Welfare policy- blame the victims

The early months of the Rudd government have shown that it is just as committed to the neo-liberal “welfare reform” agenda as John Howard.

When Rudd’s government floated the idea of abolishing one-off payments to carers and age pensioners in the coming budget, the public was outraged and forced him to back down. But the idea left two million people stressed-out for a week. On a recent SBS Insight program, community services minister Jenny Macklin and the shadow minister Tony Abbott agreed that the “quarantining” of welfare payments, first seen as part of the NT intervention, should be rolled out nationally.

Legislation passed before the election, and supported by the ALP, means that from July, all parents receiving a Centrelink payment will be required to report their children’s school attendance. If they don’t, they will have their payment stopped.

If a child has skipped too many classes, a charity will “manage” their payments. What this has to do with child sexual abuse, and why only the 10 per cent of Australian young families who receive these payments are being targeted, is unexplained. Moral panic is enough of an explanation, it seems.

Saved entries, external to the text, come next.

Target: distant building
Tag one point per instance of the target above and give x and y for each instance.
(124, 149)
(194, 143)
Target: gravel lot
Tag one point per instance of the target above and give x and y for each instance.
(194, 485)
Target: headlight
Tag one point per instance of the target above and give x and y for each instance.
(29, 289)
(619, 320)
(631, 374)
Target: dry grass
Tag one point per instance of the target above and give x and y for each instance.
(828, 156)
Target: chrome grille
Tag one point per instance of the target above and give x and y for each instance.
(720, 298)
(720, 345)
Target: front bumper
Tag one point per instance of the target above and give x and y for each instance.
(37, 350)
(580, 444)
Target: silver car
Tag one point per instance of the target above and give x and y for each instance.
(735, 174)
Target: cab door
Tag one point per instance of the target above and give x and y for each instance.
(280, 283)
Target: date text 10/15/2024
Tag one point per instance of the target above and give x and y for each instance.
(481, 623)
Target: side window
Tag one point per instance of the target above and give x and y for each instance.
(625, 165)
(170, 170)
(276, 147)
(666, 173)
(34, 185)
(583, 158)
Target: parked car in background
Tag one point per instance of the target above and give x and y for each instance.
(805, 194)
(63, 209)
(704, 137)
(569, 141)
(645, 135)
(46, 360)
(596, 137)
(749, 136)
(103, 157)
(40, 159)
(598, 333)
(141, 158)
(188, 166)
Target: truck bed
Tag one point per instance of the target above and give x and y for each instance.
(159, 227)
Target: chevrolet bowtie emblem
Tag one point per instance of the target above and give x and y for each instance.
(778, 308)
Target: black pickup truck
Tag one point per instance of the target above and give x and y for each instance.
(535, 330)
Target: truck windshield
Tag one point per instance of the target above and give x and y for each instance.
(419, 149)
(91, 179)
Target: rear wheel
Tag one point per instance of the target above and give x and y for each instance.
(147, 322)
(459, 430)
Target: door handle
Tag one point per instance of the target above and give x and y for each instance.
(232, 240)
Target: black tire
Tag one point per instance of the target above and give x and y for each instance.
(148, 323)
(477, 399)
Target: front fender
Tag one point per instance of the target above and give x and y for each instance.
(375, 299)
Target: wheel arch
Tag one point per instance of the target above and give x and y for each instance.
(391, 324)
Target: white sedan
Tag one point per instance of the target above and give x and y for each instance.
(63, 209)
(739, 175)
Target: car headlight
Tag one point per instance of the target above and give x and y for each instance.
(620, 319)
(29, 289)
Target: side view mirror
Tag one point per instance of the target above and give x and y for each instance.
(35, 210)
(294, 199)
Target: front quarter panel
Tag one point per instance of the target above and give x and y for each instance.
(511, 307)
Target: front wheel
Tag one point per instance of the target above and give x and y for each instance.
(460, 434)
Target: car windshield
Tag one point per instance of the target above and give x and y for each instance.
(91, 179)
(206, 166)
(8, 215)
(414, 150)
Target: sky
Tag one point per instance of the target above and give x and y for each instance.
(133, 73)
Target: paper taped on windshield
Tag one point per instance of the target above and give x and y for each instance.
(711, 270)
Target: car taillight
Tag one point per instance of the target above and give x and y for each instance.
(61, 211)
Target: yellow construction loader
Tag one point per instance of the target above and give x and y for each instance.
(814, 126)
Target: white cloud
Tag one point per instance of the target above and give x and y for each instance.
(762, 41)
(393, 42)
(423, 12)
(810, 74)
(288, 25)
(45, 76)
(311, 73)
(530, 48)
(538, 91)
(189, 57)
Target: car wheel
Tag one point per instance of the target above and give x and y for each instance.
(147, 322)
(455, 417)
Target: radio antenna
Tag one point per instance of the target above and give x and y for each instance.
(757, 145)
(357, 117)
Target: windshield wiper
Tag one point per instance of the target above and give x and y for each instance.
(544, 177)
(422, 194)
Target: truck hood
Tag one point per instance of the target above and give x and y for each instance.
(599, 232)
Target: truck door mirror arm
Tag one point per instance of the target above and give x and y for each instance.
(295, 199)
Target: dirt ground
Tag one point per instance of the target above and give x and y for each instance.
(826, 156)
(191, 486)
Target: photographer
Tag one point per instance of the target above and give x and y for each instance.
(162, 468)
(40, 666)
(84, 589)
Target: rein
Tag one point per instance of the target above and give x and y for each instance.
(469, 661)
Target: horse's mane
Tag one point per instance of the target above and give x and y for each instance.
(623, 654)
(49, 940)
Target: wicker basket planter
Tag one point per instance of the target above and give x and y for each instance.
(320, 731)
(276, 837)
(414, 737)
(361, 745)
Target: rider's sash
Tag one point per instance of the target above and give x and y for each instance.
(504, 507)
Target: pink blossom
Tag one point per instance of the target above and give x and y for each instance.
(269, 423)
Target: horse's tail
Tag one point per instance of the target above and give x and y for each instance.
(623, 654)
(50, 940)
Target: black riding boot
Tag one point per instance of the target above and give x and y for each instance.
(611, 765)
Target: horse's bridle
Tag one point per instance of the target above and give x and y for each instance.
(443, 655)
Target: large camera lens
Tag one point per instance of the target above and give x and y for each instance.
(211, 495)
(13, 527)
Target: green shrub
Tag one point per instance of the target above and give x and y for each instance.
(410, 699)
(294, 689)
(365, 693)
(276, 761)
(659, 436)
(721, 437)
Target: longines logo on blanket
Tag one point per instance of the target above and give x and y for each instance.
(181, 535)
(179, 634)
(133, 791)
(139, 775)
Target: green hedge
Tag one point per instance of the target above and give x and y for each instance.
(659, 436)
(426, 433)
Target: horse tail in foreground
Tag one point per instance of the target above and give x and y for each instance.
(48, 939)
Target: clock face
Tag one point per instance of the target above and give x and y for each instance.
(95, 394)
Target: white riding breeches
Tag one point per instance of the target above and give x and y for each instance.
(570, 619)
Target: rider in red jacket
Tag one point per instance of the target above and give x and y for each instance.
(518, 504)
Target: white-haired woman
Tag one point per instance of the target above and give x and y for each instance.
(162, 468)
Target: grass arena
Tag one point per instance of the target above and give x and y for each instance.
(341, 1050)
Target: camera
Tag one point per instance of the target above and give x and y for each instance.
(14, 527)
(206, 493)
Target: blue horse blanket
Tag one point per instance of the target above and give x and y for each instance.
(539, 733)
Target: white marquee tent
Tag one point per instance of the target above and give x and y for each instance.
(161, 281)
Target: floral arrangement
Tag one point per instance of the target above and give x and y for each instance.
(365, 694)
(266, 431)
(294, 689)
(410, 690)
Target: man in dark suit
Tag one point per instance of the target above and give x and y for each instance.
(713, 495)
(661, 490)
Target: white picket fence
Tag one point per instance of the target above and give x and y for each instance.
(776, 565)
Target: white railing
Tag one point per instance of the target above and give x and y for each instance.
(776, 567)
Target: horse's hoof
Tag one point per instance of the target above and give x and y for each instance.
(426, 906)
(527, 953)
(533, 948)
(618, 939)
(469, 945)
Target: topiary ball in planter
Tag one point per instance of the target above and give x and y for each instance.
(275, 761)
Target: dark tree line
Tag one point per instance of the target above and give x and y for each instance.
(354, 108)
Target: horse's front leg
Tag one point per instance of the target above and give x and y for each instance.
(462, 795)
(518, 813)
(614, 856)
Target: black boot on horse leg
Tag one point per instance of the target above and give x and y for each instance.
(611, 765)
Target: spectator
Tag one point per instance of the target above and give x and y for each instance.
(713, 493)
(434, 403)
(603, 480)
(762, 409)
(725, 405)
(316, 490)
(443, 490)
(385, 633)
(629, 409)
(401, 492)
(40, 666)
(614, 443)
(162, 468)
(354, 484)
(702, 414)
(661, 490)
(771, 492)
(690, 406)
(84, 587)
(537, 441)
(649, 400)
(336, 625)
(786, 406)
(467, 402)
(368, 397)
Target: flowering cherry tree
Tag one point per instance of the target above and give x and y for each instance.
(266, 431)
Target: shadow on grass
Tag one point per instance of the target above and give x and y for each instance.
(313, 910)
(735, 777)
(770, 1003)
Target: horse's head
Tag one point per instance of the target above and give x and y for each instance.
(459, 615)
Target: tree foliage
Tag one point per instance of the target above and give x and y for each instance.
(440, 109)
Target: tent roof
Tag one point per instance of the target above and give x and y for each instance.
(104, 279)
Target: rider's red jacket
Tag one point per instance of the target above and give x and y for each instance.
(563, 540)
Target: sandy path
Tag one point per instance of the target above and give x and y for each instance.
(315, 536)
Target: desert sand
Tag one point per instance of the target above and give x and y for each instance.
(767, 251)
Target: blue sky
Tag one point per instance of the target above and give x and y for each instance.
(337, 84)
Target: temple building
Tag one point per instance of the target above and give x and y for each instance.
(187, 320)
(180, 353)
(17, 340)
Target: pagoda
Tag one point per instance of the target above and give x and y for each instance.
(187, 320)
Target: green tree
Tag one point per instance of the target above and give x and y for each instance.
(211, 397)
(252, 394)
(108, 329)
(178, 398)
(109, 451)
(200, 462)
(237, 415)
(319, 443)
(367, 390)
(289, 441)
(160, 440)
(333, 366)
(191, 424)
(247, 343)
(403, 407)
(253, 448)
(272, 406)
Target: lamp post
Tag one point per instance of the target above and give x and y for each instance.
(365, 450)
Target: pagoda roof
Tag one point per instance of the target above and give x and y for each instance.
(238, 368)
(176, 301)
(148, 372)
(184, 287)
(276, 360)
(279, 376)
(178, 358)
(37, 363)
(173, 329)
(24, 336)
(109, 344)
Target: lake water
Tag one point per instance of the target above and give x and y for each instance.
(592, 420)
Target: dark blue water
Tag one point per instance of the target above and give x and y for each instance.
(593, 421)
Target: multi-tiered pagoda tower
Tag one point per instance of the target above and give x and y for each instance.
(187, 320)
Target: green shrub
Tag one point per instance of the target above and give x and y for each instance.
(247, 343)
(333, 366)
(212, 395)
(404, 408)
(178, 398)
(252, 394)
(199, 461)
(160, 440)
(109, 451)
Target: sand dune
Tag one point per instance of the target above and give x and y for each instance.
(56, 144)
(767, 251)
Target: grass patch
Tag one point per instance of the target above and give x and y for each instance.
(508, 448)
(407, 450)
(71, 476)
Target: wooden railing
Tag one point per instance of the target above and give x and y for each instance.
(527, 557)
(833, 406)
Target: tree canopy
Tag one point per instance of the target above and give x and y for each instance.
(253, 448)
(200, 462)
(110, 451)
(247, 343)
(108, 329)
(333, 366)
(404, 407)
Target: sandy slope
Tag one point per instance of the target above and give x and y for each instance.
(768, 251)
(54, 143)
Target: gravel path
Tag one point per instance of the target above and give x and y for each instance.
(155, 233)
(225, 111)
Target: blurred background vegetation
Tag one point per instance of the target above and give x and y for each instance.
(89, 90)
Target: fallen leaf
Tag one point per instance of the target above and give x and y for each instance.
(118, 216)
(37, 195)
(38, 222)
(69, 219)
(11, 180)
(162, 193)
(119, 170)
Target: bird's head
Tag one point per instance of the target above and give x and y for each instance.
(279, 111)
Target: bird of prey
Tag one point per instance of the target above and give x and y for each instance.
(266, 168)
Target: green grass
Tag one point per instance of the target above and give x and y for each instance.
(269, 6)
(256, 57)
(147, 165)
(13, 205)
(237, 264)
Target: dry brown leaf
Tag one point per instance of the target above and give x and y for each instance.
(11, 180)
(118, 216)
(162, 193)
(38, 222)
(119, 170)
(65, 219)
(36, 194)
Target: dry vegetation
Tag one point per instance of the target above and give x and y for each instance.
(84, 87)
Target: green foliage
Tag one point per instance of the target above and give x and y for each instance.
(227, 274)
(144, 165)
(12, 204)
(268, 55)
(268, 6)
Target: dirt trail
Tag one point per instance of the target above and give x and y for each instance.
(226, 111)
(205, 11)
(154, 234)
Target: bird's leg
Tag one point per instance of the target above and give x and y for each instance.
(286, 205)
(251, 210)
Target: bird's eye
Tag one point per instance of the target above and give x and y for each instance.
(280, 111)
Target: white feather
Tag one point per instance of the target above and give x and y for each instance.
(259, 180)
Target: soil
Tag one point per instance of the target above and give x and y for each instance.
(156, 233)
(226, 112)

These are just the latest instalments in the three-decade campaign to blame unemployed people for not having a job, and to make welfare as punitive and humiliating as possible.

The social democratic idea of welfare-that governments had an obligation to guarantee either a decent job or a social payment if they failed-was torn up in the 1980s. Rather than treat everyone as a valuable member of society, the system divides us into “winners” and “losers”; while neo-liberalism blames failure on individual qualities.

Poverty or low wages are the result of poor choices, attitudes, behaviours or ability, not the failure of the market, or the break-up of a relationship, or the refusal of employers to hire stigmatised people, or attacks by business and governments struggling to restructure Australian capitalism to boost profit rates.

In social policy unemployment benefits were rebadged and restructured as Newstart Allowances. Voluntary programs to help single parents, those with a disability and others get work, became compulsory “obligations”.

An ideological battle was waged on the welfare front to shift “wrong” attitudes. The report on welfare in 2000 by Mission Australia CEO, Patrick McClure, is a good example.

McClure claimed that the Single Parent Pension (won by the women’s movement in the early 1970s) was now stigmatised by the mark of “welfare dependency”.